Once, in talking to a friend who climbs mountains (can you imagine?!), I asked him the ultimate question.

“Are you going to climb Mt. Everest?”

He climbs mountains to raise money for disadvantaged children, and Everest had no special allure. I understood why when he told me that it costs $150,000 to make the climb, and 25% of the climbers die. Now, I have no idea how accurate those statistics are, but those numbers were staggering to me. Why would anyone risk death and spending a fortune to climb a mountain? There are just a select few with the courage and means to test the mountain.
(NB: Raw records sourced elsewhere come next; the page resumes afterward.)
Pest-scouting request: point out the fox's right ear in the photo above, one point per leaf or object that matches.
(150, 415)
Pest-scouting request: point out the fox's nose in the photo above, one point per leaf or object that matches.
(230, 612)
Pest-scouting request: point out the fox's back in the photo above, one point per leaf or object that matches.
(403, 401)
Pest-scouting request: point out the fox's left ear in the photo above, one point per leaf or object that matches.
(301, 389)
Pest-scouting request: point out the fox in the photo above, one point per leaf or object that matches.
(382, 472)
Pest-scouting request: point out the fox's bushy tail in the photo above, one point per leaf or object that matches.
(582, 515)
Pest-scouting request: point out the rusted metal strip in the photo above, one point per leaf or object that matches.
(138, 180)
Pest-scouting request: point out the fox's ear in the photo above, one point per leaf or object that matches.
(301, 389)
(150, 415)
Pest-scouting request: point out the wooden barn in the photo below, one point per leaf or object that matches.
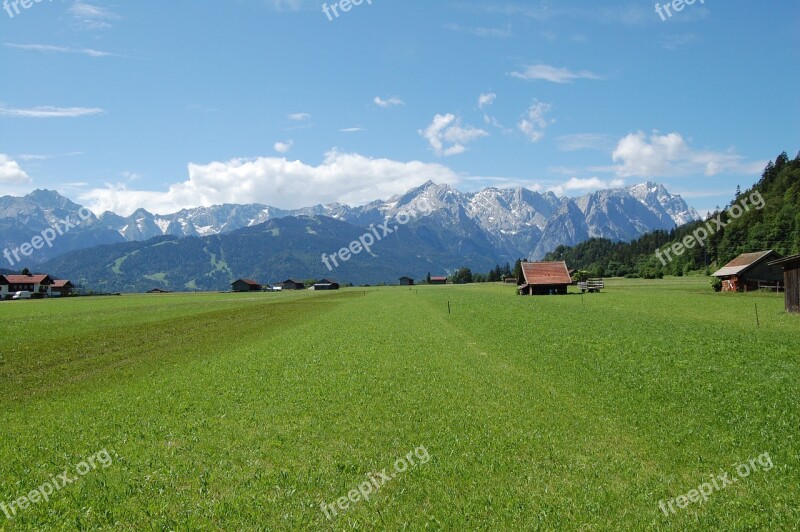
(326, 284)
(291, 284)
(245, 285)
(62, 287)
(545, 278)
(791, 280)
(751, 271)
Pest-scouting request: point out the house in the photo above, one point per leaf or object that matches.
(291, 284)
(325, 285)
(791, 280)
(245, 285)
(62, 287)
(543, 278)
(37, 285)
(751, 271)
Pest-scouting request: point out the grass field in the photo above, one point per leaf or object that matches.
(223, 411)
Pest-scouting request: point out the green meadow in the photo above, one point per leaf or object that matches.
(249, 412)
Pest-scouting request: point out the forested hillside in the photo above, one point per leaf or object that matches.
(776, 225)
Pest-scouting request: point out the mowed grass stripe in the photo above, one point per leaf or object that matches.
(537, 413)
Correspondingly, I have repeatedly ended up at the same passage of Scripture in different scenarios over the last several weeks.  The passage is one that I might also characterize as a place rarely visited/tested. It is not a land with grass or snow and mountain peaks. It does not cost real money, nor does it present the risk of physical death. I believe it to be a place available to all who know God, through Christ as their Savior, and all who venture there find it to be filled with comfort and security … even in the most trying of times.  Where/what is this place, and why would it be so rarely visited?

When you hear these verses quoted or mentioned, I would venture you find it easy to say, “Yes, I believe them.” However, is it a place that you visit often? Look at the passage in two of my favorite Bible versions.

Psalm 62:1-2
My soul finds rest in God alone; my salvation comes from him. He alone is my rock and my salvation; he is my fortress, I will never be shaken. (NIV)
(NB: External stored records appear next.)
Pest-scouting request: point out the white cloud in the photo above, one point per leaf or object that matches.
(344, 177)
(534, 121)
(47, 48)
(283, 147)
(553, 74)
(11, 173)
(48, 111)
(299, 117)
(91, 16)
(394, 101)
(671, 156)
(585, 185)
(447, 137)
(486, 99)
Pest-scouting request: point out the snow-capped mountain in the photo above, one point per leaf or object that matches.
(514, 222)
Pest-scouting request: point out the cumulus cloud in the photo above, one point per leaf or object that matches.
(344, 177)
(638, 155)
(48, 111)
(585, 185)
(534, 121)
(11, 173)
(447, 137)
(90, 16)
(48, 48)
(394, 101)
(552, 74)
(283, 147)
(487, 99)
For God alone my soul waits in silence; from him comes my salvation.  He alone is my rock and my salvation, my fortress; I shall not be greatly shaken. (ESV)

David was battling through a rough patch in his life. Some even feel it could have been after his son Absalom tried to take his throne from him (imagine that pain).  Humanly speaking, he was in a desperate place. However, when you read the verses above, there is a sense of safety, a voice of confidence and firm resolve. He had no doubt that God was the solid rock under his feet and a fortress to protect him. He found his rest in God alone.  It was not God plus his own strength, or God plus his army … it was God alone. David certainly had his failures, but at this specific moment he realized something that every Christ-follower should internalize; peace (true peace, God’s peace) comes when we learn to stop depending on ourselves and trusting Him for every (and I mean, every) area of our lives. Now you see why I view these verses as a place rarely visited. I believe we all want more of God plus <fill in the blank>, rather than God alone.
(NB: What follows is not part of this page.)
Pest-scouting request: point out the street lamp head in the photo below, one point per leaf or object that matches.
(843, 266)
David’s words ring true. In meditating on these verses, I find they slow me down, cause me to release issues to Him and generally gain a sense of spiritual balance. Charles Swindoll, in his book entitled Jesus: The Greatest Life of All, caught the essence of what I am trying to convey. “To enter our Sabbath rest, we must put an end to self-reliance-trusting our own abilities to overcome difficulties, rise above challenges, escape tragedies, or achieve personal greatness. We must cease striving and trust God to provide what He thinks is best and in whatever time He chooses to make it available.”  Well said!

My soul finds rest in God alone.  It is a place of safety, comfort and protection. Would you consider visiting that place for even just a day? It takes incredible courage to climb Everest to gain what is essentially a temporal thrill. Finding rest in God alone is more than a momentary thrill; it’s a place of lasting peace.  Like David, you and I will fail at finding our rest (in God alone) often, but we can visit and re-visit this place of God’s design.

Since God keeps bringing this passage to my attention, I keep writing about it. It is a place I need to continually re-visit and maybe, just maybe, you do too. Find your rest in God alone this week.